De patiënten brachten op deze manier de nacht door – vaak liggend op de huiden van pas geofferde slachtdieren – met de bedoeling een droomvisioen te krijgen, waarin de aangeroepen godheid aanwijzingen zou geven omtrent de te gebruiken geneeswijze of geneesmiddelen. In principe werd de incubatie voorafgegaan door ritueel vasten, reinigingsriten en offers, en achteraf gevolgd door plengoffers en het schenken van ex voto's.

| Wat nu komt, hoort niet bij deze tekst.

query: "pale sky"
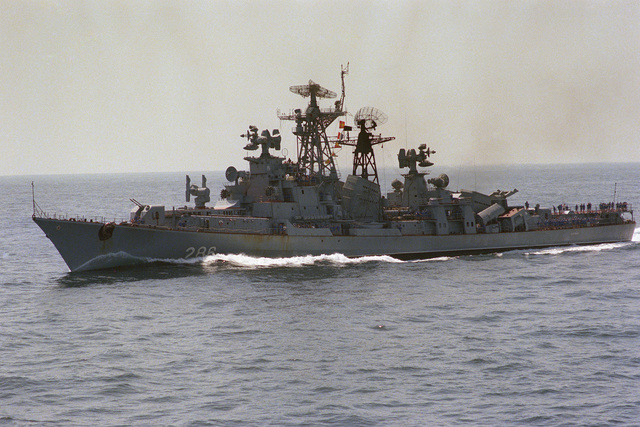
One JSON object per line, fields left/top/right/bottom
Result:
{"left": 2, "top": 0, "right": 639, "bottom": 176}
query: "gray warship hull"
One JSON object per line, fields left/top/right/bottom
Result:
{"left": 33, "top": 217, "right": 636, "bottom": 272}
{"left": 32, "top": 69, "right": 637, "bottom": 272}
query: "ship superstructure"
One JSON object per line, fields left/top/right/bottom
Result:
{"left": 33, "top": 67, "right": 636, "bottom": 272}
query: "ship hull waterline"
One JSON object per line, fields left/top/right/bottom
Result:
{"left": 33, "top": 217, "right": 636, "bottom": 272}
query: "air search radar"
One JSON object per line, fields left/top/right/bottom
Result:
{"left": 289, "top": 80, "right": 337, "bottom": 99}
{"left": 354, "top": 106, "right": 388, "bottom": 131}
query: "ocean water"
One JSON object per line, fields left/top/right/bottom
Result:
{"left": 1, "top": 163, "right": 639, "bottom": 426}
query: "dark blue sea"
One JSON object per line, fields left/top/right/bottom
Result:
{"left": 1, "top": 163, "right": 639, "bottom": 426}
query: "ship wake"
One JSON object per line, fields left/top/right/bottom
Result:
{"left": 198, "top": 253, "right": 405, "bottom": 269}
{"left": 77, "top": 252, "right": 455, "bottom": 272}
{"left": 522, "top": 240, "right": 638, "bottom": 257}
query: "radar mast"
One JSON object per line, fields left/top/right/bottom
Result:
{"left": 335, "top": 106, "right": 395, "bottom": 185}
{"left": 279, "top": 68, "right": 348, "bottom": 180}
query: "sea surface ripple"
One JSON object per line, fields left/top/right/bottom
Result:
{"left": 1, "top": 164, "right": 639, "bottom": 426}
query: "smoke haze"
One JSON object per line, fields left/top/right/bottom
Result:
{"left": 1, "top": 1, "right": 639, "bottom": 175}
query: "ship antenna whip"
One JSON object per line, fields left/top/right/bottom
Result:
{"left": 338, "top": 62, "right": 349, "bottom": 111}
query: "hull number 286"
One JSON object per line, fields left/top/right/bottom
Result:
{"left": 185, "top": 246, "right": 217, "bottom": 258}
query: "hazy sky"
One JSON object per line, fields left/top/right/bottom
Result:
{"left": 2, "top": 0, "right": 639, "bottom": 176}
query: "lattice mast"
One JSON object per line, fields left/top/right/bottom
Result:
{"left": 335, "top": 107, "right": 395, "bottom": 185}
{"left": 353, "top": 121, "right": 380, "bottom": 184}
{"left": 278, "top": 68, "right": 348, "bottom": 180}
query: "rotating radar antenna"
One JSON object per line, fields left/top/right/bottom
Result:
{"left": 289, "top": 80, "right": 337, "bottom": 100}
{"left": 354, "top": 106, "right": 388, "bottom": 131}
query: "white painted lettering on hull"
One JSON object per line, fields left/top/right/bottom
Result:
{"left": 185, "top": 246, "right": 217, "bottom": 258}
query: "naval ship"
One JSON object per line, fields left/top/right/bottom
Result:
{"left": 33, "top": 67, "right": 636, "bottom": 272}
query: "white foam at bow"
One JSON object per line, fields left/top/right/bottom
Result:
{"left": 201, "top": 253, "right": 404, "bottom": 269}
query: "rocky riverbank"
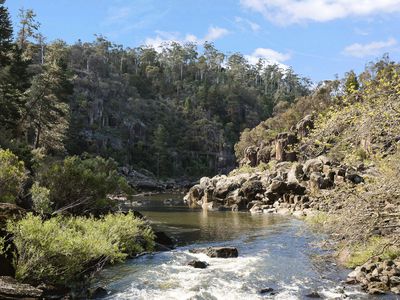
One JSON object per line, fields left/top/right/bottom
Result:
{"left": 183, "top": 114, "right": 400, "bottom": 296}
{"left": 119, "top": 166, "right": 195, "bottom": 192}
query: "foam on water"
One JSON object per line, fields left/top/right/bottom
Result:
{"left": 94, "top": 195, "right": 381, "bottom": 299}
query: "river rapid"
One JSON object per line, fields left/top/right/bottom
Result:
{"left": 93, "top": 193, "right": 396, "bottom": 300}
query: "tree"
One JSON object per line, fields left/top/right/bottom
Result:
{"left": 22, "top": 40, "right": 72, "bottom": 151}
{"left": 0, "top": 0, "right": 13, "bottom": 66}
{"left": 17, "top": 8, "right": 40, "bottom": 59}
{"left": 344, "top": 70, "right": 359, "bottom": 95}
{"left": 0, "top": 1, "right": 28, "bottom": 133}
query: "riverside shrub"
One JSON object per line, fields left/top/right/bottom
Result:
{"left": 36, "top": 155, "right": 132, "bottom": 214}
{"left": 7, "top": 212, "right": 154, "bottom": 284}
{"left": 0, "top": 149, "right": 27, "bottom": 203}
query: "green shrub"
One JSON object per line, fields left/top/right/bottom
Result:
{"left": 7, "top": 212, "right": 154, "bottom": 285}
{"left": 36, "top": 155, "right": 132, "bottom": 214}
{"left": 0, "top": 149, "right": 27, "bottom": 203}
{"left": 31, "top": 182, "right": 52, "bottom": 215}
{"left": 345, "top": 236, "right": 400, "bottom": 268}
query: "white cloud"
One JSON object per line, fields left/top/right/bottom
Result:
{"left": 144, "top": 26, "right": 230, "bottom": 50}
{"left": 240, "top": 0, "right": 400, "bottom": 25}
{"left": 204, "top": 26, "right": 230, "bottom": 41}
{"left": 343, "top": 38, "right": 397, "bottom": 58}
{"left": 245, "top": 47, "right": 291, "bottom": 64}
{"left": 234, "top": 16, "right": 261, "bottom": 32}
{"left": 105, "top": 6, "right": 132, "bottom": 24}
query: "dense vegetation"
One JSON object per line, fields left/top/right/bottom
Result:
{"left": 8, "top": 212, "right": 154, "bottom": 285}
{"left": 0, "top": 0, "right": 310, "bottom": 178}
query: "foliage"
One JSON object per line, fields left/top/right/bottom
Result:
{"left": 7, "top": 212, "right": 154, "bottom": 284}
{"left": 0, "top": 149, "right": 27, "bottom": 203}
{"left": 30, "top": 182, "right": 52, "bottom": 215}
{"left": 229, "top": 162, "right": 270, "bottom": 176}
{"left": 345, "top": 237, "right": 400, "bottom": 268}
{"left": 36, "top": 155, "right": 132, "bottom": 215}
{"left": 234, "top": 80, "right": 338, "bottom": 161}
{"left": 0, "top": 1, "right": 313, "bottom": 176}
{"left": 307, "top": 57, "right": 400, "bottom": 163}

In de oudste tijden werd de incubatie vooral toegepast in de heiligdommen van chtonische godheden zoals Gaea en Hades, en van bepaalde heroën als Amphiaraüs, maar sinds de 5e eeuw v.Chr. voornamelijk in de heiligdommen van de genezende god Asclepius, onder meer te Epidaurus, Trikè, Pergamum, Cos en Rome. In de hellenistische tijd en daarna kwam incubatie ook voor in de tempels van Isis en Serapis.

Uit Epidaurus, waar zelfs speciale lighallen voor de patiënten waren gebouwd, zijn – in de vorm van inscripties (iamata) – vele verslagen van miraculeuze genezingen door incubatie bewaard gebleven.

Het christendom heeft de tempelslaap gechristianiseerd, waarbij heiligen en martelaren de rol van goden overnamen, tempels door kerken en kloosters werden vervangen, maar de inhoud hetzelfde bleef, namelijk het verkrijgen van genezing door aanroeping van God, heiligen, martelaren en engelen.[1]

Niet te verwarren bewerken

Dit artikel gaat over het antieke gebruik van de tempelslaap, en heeft niets te maken met de Incubus (demon).